In this discussion, we consider data that is generated by taking measurements on a set of subjects that have been given various amounts of some treatment.
For example, an agricultural scientist might try applying different amounts of a new fertilizer to separate plots within a wheat crop. The treatment is the fertilizer and the subject is the wheat. We also may say that the amount of fertilizer is the independent variable and the size of the wheat is the dependent variable. If there are only random differences in the amount of growth measured in the separate plots of wheat, then the scientist might conclude that varying the amount of fertilizer does not explain variations in the growth in the wheat plots.

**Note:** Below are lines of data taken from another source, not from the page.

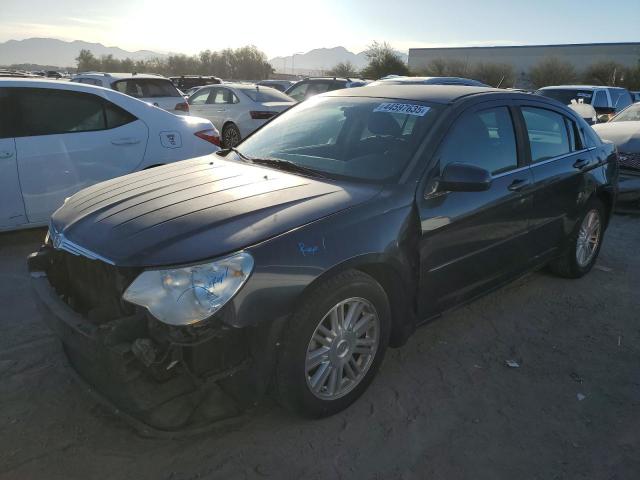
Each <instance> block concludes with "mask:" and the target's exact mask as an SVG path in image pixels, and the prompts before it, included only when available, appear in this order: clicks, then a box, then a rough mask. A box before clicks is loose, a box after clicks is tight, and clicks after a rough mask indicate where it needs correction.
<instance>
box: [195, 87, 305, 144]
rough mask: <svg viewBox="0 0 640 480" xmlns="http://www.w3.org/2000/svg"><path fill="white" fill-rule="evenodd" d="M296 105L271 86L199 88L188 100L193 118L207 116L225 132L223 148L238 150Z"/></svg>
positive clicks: (291, 99)
mask: <svg viewBox="0 0 640 480" xmlns="http://www.w3.org/2000/svg"><path fill="white" fill-rule="evenodd" d="M294 103H295V102H294V100H293V99H292V98H290V97H288V96H287V95H285V94H284V93H282V92H279V91H278V90H275V89H274V88H270V87H260V86H256V85H254V84H249V83H225V84H223V85H216V86H207V87H202V88H200V89H198V90H197V91H196V92H195V93H194V94H193V95H191V96H190V97H189V108H190V109H191V113H192V114H193V115H197V116H199V117H204V118H206V119H208V120H211V122H212V123H213V124H214V125H215V126H216V128H217V129H218V130H220V131H221V132H222V145H223V146H224V147H226V148H229V147H235V146H236V145H237V144H238V143H240V141H241V140H242V139H243V138H245V137H246V136H247V135H249V134H250V133H251V132H253V131H254V130H255V129H256V128H258V127H260V126H261V125H262V124H264V123H265V122H266V121H267V120H269V119H270V118H272V117H274V116H276V115H277V114H279V113H280V112H282V111H283V110H286V109H287V108H289V107H290V106H291V105H293V104H294Z"/></svg>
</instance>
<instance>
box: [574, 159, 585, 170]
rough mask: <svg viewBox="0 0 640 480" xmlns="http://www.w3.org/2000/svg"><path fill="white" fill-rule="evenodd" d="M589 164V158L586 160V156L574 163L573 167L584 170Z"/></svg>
mask: <svg viewBox="0 0 640 480" xmlns="http://www.w3.org/2000/svg"><path fill="white" fill-rule="evenodd" d="M588 165H589V160H585V159H584V158H580V159H578V160H576V161H575V163H574V164H573V168H578V169H580V170H582V169H583V168H584V167H586V166H588Z"/></svg>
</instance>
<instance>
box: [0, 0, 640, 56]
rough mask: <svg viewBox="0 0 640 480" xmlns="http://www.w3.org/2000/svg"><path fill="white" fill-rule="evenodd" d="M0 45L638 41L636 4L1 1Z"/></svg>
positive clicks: (147, 1) (392, 44) (319, 43)
mask: <svg viewBox="0 0 640 480" xmlns="http://www.w3.org/2000/svg"><path fill="white" fill-rule="evenodd" d="M0 4H1V7H0V41H6V40H9V39H16V40H20V39H24V38H29V37H54V38H60V39H63V40H86V41H90V42H101V43H104V44H106V45H108V46H119V47H122V48H125V49H127V50H139V49H150V50H155V51H159V52H181V53H188V54H191V53H196V52H198V51H200V50H204V49H206V48H209V49H212V50H218V49H222V48H226V47H234V48H235V47H239V46H242V45H246V44H254V45H256V46H258V48H260V49H262V50H263V51H265V52H266V53H267V55H268V56H269V57H273V56H276V55H290V54H292V53H294V52H300V51H307V50H310V49H312V48H318V47H333V46H337V45H343V46H345V47H347V48H348V49H350V50H352V51H355V52H358V51H361V50H363V49H364V48H365V46H366V45H367V44H369V43H370V42H371V41H373V40H378V41H387V42H389V43H391V44H392V45H393V46H394V47H395V48H397V49H399V50H407V49H408V48H409V47H420V46H425V47H426V46H465V45H500V44H502V45H508V44H545V43H588V42H623V41H639V40H640V33H639V32H640V29H639V28H638V20H637V18H638V15H637V14H638V7H639V6H640V0H610V1H609V2H603V1H602V0H598V1H595V0H533V1H531V0H483V1H478V0H457V1H455V0H454V1H450V2H447V1H442V0H438V1H436V0H366V1H360V0H358V1H349V0H325V1H318V0H315V1H313V0H311V1H309V0H298V1H291V2H266V1H264V0H240V1H222V0H211V1H204V2H180V1H176V0H97V1H91V2H88V1H87V0H55V1H54V0H0Z"/></svg>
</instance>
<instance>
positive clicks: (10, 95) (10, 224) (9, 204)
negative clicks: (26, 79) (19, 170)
mask: <svg viewBox="0 0 640 480" xmlns="http://www.w3.org/2000/svg"><path fill="white" fill-rule="evenodd" d="M14 101H15V98H14V97H13V95H12V93H11V90H10V89H8V88H0V229H4V228H11V227H16V226H18V225H21V224H23V223H26V221H27V218H26V216H25V214H24V204H23V203H22V194H21V193H20V180H19V178H18V164H17V161H16V158H17V155H16V142H15V139H14V138H13V137H14V135H15V131H14V130H15V118H13V116H12V115H11V112H14V111H15V110H14Z"/></svg>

The words treatment and response are used both for experimental situations where the treatment can be deliberately varied and also for observational studies where naturally occurring variations in one quantity might be found to be related to variations in another.

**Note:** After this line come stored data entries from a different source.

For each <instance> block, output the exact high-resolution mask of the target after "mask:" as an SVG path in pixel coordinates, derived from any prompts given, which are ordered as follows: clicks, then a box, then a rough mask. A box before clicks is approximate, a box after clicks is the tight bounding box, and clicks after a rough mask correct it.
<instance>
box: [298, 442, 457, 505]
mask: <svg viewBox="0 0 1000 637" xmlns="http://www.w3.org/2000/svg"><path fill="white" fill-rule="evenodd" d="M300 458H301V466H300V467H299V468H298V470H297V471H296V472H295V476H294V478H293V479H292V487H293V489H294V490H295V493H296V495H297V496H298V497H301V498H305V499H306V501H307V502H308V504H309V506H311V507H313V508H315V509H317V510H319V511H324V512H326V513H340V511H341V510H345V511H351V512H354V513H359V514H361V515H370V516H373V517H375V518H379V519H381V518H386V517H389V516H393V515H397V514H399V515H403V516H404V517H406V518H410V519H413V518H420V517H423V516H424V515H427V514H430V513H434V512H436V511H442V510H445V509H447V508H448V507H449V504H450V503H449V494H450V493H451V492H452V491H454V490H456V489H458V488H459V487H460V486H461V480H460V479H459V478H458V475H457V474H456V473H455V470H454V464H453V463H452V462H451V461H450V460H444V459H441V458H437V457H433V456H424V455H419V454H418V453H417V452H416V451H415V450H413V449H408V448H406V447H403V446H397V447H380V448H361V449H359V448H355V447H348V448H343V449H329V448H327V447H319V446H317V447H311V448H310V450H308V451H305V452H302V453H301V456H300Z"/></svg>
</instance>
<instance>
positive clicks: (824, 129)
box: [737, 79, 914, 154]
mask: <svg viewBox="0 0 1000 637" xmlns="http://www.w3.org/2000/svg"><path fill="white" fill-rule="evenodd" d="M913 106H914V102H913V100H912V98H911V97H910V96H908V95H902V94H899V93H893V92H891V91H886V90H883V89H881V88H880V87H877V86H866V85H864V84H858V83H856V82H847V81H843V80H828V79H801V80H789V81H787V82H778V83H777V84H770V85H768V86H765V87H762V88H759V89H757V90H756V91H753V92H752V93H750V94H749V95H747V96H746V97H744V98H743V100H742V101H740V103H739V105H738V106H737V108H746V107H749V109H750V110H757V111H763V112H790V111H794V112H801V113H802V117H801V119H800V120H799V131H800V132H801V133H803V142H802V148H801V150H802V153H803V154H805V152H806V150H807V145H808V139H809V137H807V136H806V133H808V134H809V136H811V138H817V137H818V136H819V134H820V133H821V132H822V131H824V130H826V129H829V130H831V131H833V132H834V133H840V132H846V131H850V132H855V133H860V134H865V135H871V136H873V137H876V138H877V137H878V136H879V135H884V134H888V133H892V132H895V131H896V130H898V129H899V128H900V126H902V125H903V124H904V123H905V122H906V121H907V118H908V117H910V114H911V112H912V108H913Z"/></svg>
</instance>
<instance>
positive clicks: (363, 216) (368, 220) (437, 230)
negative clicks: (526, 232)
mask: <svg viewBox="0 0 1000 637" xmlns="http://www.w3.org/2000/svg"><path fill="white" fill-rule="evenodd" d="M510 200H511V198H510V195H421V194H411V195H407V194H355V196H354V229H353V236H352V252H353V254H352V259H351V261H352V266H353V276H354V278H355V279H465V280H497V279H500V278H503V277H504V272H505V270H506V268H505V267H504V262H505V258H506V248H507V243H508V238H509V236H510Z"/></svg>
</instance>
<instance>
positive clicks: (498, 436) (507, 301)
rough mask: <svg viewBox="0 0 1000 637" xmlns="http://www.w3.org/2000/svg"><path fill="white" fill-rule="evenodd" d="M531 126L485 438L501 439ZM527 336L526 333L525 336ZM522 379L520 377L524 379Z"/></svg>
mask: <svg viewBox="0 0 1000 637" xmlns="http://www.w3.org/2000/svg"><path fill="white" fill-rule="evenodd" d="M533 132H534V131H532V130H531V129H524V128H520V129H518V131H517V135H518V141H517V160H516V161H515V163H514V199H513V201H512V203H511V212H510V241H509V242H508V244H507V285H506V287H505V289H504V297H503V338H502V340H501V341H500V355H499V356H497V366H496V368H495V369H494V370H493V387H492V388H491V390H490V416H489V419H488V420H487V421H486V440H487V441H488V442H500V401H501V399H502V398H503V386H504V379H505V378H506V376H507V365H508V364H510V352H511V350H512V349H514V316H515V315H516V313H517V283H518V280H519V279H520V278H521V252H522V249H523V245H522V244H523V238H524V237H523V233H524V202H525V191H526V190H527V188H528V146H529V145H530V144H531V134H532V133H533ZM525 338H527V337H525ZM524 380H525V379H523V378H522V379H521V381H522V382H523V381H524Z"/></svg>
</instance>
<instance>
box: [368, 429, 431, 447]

Often, what is called a treatment might have to be just a naturally occurring variation, like a person's weight. In medical research, for example, it would be unethical to deliberately manipulate a patient's weight in order to see what effect this had on his or her heart rate. But, a large number of subjects having various weights could be observed and their heart rates measured, and the different weights would be considered as treatments.
So, we consider the relation between a treatment (independent) variable and a response (dependent) variable. The data will consist of pairs of numbers (a,b) where the first number a is the level of a treatment for one of the subjects and the second number b is the observed response measurement.
After collecting the data, the pairs of numbers can be displayed in a scatter plot.
For the purposes of illustration, it does not matter what the experiment was. For the moment, we are only interested in the data. Suppose the treatment levels were 1, 2, 3, 4, 5 and there were three trials at each level. That is, three subjects were observed at each treatment level so that 15 data points were collected in all.
Treatment Level | 1 | 1 | 1 | 2 | 2 | 2 | 3 | 3 | 3 |
Response | 6 | 5.5 | 6.5 | 9 | 11 | 10 | 12 | 16 | 14 |
Treatment Level | 4 | 4 | 4 | 5 | 5 | 5 |
Response | 18.5 | 17.5 | 19 | 19 | 21 | 26 |
By convention, the treatment variable is measured along the horizontal axis and the corresponding responses are on the vertical axis.
In this example, it is clear from the plot that the response is related to the treatment level. The data points appear to be clustered around a line.
The line is called a regression line. It is the line that comes closest to all of the data points and is often called a line of best fit. The regression line predicts approximately what the response will be in a future experiment given some treatment level. The researcher's next step would be to work out the formula for the regression line.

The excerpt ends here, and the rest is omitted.